The Rising Second Wave
Integrating with payment service providers (PSPs) is difficult work that can take months — and second waves are rising quickly as merchants are getting through two, three or even more application programming interfaces (APIs) and realizing this isn’t something they want to be doing. Integrating, managing, updating and running payment infrastructures is an area that requires outside expertise from a third party.
But second-wave payment orchestration does more than eliminate the pain of self-orchestrating, said Levy — it also makes the process more informative and useful to the merchant deploying it.
“We offer the ability to see across different providers and have more control in terms of comparing between the different PSPs and understanding how well a specific PSP is performing,” she said. “And all of this gives the merchant the ability to make better decisions when creating a global payments setup.”

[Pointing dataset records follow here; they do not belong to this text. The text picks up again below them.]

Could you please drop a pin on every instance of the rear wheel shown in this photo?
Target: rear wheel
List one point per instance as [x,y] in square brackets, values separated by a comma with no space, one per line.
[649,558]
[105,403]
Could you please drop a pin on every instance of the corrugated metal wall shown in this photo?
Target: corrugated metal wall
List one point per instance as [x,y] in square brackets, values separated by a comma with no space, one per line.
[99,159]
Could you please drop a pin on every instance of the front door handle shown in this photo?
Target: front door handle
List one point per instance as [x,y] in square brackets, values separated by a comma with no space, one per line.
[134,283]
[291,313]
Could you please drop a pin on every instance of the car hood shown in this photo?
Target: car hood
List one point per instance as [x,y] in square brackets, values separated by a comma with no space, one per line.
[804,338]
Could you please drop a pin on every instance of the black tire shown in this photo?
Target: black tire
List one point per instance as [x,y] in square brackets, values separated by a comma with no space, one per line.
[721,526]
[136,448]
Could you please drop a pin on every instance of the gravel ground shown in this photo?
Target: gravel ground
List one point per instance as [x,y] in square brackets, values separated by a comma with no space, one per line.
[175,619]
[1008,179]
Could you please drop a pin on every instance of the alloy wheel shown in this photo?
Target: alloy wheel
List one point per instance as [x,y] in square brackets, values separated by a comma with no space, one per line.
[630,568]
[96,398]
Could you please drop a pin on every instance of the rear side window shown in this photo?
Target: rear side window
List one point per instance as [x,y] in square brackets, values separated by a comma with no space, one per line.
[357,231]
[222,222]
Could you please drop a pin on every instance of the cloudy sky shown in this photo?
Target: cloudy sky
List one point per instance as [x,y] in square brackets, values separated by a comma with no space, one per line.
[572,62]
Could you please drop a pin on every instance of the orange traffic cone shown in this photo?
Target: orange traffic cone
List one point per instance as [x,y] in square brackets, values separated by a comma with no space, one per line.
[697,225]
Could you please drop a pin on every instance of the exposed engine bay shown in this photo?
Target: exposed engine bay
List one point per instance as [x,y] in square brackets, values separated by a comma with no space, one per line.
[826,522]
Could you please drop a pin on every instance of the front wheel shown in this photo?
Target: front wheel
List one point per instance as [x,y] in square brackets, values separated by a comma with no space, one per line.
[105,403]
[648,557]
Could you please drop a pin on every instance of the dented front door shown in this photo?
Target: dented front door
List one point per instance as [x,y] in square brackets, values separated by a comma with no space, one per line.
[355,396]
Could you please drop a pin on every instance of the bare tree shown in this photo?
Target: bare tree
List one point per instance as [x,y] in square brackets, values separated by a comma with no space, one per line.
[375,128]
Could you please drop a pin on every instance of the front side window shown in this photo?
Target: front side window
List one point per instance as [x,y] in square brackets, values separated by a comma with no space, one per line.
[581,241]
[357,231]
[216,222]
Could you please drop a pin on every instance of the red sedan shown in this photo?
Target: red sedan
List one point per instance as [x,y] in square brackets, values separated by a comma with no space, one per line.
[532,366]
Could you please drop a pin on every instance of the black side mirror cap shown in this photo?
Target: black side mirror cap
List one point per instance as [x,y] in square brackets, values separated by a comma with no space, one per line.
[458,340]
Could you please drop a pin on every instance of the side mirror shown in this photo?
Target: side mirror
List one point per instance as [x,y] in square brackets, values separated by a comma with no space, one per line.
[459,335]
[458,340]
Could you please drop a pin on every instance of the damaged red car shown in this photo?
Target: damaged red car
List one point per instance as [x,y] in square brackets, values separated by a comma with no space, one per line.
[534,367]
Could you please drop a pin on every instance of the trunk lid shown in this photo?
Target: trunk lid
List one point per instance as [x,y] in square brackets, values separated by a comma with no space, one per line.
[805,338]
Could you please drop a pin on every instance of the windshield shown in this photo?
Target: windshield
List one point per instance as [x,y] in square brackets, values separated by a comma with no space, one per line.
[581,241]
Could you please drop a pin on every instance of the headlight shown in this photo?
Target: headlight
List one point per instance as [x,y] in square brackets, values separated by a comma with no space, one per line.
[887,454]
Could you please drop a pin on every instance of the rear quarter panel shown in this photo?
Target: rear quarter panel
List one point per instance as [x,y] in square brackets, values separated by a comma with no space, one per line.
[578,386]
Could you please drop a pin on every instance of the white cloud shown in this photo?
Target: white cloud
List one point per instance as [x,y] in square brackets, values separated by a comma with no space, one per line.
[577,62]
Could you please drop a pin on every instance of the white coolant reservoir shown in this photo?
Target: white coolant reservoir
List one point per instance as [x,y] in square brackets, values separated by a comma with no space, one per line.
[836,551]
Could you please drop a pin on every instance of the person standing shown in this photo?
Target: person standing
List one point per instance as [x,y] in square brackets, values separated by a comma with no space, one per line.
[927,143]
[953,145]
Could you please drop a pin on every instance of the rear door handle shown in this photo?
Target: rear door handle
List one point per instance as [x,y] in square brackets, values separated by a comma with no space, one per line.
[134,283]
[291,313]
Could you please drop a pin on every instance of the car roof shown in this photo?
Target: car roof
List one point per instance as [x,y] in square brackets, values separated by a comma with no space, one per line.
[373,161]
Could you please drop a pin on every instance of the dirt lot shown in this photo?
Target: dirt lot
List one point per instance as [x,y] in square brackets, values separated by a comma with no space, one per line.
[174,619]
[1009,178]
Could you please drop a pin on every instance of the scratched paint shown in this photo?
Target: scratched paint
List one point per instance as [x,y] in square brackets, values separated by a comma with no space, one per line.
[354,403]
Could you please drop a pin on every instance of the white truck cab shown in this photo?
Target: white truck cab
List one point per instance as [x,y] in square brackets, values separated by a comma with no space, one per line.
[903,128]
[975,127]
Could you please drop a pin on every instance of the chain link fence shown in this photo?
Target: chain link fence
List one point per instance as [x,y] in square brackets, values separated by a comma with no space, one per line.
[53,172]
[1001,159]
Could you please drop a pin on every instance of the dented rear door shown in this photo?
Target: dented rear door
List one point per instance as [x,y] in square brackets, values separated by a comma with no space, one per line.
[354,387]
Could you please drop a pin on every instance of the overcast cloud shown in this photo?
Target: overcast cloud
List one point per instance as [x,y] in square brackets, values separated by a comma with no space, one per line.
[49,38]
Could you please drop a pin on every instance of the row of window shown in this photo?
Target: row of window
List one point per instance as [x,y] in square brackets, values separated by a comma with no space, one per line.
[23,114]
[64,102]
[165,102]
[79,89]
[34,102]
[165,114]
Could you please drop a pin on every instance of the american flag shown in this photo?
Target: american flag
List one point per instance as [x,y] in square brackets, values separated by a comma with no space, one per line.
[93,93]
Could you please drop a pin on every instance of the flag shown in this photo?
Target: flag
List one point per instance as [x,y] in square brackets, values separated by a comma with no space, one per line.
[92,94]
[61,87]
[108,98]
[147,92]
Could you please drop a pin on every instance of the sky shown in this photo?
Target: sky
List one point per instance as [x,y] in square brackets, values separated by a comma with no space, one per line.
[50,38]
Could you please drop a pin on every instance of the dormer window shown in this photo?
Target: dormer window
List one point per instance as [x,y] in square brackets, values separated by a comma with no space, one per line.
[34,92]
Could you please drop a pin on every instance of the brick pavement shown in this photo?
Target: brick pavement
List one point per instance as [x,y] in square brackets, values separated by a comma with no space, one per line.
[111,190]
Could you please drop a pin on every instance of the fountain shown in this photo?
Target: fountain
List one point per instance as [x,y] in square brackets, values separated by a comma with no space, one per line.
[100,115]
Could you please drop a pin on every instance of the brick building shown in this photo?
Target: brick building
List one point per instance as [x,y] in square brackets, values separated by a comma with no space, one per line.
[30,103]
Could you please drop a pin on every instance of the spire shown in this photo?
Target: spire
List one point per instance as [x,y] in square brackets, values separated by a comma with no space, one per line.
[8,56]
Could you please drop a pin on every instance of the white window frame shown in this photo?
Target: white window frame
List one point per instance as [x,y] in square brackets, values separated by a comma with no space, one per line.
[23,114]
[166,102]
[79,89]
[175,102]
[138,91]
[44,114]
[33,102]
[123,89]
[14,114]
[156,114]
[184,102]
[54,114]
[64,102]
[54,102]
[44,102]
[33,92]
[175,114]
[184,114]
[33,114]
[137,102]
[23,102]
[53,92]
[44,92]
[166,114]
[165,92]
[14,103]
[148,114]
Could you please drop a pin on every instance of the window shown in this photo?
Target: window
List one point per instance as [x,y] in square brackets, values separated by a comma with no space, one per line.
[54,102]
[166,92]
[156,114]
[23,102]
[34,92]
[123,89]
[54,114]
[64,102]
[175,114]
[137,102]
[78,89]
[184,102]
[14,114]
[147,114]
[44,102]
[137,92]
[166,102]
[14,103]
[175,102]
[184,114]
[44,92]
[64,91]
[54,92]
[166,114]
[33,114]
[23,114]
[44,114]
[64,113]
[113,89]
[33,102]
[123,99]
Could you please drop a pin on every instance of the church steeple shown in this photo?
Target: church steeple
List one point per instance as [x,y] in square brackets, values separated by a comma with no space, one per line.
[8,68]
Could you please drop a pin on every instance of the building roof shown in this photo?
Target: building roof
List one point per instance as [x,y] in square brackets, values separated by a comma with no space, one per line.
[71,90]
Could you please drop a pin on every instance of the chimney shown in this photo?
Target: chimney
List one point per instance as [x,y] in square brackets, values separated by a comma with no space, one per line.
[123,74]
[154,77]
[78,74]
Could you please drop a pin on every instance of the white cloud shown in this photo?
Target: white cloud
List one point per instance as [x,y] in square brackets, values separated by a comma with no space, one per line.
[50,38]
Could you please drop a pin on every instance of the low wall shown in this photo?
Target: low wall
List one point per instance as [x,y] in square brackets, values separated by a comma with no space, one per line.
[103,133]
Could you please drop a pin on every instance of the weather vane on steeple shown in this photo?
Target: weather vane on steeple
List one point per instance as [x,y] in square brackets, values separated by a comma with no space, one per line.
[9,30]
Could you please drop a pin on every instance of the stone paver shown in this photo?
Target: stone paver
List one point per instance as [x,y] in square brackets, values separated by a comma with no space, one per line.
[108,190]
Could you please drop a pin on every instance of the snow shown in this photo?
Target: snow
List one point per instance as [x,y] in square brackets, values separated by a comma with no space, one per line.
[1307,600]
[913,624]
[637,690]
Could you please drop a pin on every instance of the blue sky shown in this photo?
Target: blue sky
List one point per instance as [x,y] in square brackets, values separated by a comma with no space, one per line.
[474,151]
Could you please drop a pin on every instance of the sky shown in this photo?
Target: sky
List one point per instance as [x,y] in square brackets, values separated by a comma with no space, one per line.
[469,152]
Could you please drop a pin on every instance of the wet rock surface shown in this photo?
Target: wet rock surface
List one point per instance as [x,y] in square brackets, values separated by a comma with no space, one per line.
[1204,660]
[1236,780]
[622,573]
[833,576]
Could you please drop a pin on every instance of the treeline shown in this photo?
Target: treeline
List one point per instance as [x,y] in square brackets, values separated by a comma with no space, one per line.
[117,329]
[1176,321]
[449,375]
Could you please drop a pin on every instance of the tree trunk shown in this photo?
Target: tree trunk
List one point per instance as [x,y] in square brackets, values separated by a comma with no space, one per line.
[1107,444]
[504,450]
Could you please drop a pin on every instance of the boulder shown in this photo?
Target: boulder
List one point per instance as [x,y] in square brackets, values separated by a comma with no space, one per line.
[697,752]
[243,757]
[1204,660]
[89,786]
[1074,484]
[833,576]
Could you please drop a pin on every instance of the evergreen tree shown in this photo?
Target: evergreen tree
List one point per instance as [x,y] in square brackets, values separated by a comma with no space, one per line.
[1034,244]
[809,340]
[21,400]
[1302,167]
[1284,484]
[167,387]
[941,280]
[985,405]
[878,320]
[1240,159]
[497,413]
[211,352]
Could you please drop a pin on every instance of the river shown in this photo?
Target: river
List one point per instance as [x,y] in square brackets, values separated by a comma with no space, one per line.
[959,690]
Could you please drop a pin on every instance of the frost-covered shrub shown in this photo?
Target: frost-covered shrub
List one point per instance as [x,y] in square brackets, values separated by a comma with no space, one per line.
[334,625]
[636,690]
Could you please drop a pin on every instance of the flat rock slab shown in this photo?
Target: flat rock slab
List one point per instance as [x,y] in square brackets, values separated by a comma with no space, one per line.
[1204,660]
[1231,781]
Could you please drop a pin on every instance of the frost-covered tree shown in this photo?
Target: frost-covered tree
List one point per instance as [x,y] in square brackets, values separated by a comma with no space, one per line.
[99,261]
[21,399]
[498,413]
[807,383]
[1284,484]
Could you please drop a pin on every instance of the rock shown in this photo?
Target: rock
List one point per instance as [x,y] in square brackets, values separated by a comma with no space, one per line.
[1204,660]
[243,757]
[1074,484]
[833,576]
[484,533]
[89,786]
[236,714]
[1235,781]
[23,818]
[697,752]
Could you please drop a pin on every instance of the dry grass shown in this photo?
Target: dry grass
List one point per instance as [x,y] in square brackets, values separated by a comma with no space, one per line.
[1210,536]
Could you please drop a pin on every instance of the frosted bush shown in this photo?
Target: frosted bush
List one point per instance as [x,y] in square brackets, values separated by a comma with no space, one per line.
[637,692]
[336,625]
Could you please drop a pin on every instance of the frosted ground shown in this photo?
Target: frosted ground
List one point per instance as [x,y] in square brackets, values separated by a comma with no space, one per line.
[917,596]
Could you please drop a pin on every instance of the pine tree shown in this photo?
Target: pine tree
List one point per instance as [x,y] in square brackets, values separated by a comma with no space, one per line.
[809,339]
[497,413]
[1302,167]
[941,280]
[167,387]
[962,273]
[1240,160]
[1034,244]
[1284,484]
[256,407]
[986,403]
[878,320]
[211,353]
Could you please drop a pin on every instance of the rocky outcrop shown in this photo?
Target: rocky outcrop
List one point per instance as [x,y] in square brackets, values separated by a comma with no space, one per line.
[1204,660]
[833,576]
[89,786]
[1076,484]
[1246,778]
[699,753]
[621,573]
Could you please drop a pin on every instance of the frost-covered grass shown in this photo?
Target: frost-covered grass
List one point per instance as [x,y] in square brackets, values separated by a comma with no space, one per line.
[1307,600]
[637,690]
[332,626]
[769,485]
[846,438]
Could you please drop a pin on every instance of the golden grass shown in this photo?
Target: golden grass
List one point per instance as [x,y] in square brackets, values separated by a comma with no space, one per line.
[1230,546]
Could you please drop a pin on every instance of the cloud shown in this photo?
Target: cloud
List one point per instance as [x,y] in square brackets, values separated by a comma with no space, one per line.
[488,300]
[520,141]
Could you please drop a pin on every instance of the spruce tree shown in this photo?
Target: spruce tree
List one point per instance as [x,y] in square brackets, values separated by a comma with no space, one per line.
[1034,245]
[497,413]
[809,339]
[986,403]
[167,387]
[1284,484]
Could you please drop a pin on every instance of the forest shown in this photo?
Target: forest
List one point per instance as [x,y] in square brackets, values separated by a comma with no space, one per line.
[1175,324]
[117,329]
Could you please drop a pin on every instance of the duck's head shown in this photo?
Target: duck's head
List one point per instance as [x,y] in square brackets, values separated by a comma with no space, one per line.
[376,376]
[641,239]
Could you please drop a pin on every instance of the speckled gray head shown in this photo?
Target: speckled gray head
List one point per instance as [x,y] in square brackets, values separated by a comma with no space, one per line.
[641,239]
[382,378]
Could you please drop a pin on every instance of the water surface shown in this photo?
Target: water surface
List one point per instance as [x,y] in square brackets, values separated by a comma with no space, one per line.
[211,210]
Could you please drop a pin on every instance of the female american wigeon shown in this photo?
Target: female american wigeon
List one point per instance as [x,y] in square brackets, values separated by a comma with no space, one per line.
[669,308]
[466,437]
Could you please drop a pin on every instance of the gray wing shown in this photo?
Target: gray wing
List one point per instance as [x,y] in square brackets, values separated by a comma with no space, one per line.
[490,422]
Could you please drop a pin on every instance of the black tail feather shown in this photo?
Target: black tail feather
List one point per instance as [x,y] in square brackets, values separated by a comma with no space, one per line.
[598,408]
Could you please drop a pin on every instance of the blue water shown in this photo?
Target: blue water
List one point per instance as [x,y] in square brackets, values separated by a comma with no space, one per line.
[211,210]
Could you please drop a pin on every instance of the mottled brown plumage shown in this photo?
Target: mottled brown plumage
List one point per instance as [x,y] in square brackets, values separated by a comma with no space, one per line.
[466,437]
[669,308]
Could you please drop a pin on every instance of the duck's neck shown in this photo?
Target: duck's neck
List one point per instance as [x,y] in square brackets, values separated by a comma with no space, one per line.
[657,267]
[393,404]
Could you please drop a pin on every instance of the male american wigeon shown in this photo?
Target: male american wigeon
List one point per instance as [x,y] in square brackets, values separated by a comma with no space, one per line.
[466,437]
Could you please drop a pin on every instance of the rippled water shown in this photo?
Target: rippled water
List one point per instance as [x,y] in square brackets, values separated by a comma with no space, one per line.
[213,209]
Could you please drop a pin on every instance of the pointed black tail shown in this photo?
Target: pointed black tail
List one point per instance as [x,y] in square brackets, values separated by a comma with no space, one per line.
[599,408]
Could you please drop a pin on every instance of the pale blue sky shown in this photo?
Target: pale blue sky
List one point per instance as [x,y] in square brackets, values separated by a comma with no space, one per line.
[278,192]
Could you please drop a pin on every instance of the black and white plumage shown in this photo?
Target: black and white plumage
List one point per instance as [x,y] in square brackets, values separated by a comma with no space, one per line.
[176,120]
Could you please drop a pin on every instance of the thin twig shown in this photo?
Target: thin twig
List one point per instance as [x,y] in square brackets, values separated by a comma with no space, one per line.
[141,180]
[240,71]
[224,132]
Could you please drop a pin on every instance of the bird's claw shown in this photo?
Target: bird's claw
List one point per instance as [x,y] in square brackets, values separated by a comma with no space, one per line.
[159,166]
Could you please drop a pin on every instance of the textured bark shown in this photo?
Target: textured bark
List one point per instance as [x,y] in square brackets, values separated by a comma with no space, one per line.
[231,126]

Merchants may not want to have to hand-manage a host of PSP relationships and optimize them in-house, noted Levy, but they care very much about optimizing their payment setups as much as possible to maximize their completed conversions. A payment orchestration layer — and the advanced analytics and dashboards it introduces — allows them to simplify the number of relationships they have in a data-driven, maximally efficient way.
As for what is yet to come with the second wave of payment orchestration, Levy’s simple one-word answer was “growth.” The wave is rising, she said, but nowhere near cresting, as an increasing number of merchants all around the world are realizing that payment orchestration isn’t a “nice to have” for global merchants, but a genuine “need to have” in the modern global marketplace.
In terms of what it’s about, Levy expects to see it expand beyond reach into merchants. Risk management, she noted, is in many ways as fragmented as a global payment service between massive global and niche local players, and it’s another area where the move to consolidate and more smoothly route the experience for merchants would be genuinely valuable.
“We see this segment evolving toward being more inclusive of everything,” she said. “Everything that helps merchants optimize their setup and be more agile, to make better decisions on the experience they’re offering to their customers, while preserving the internal happiness of their teams on the back end.”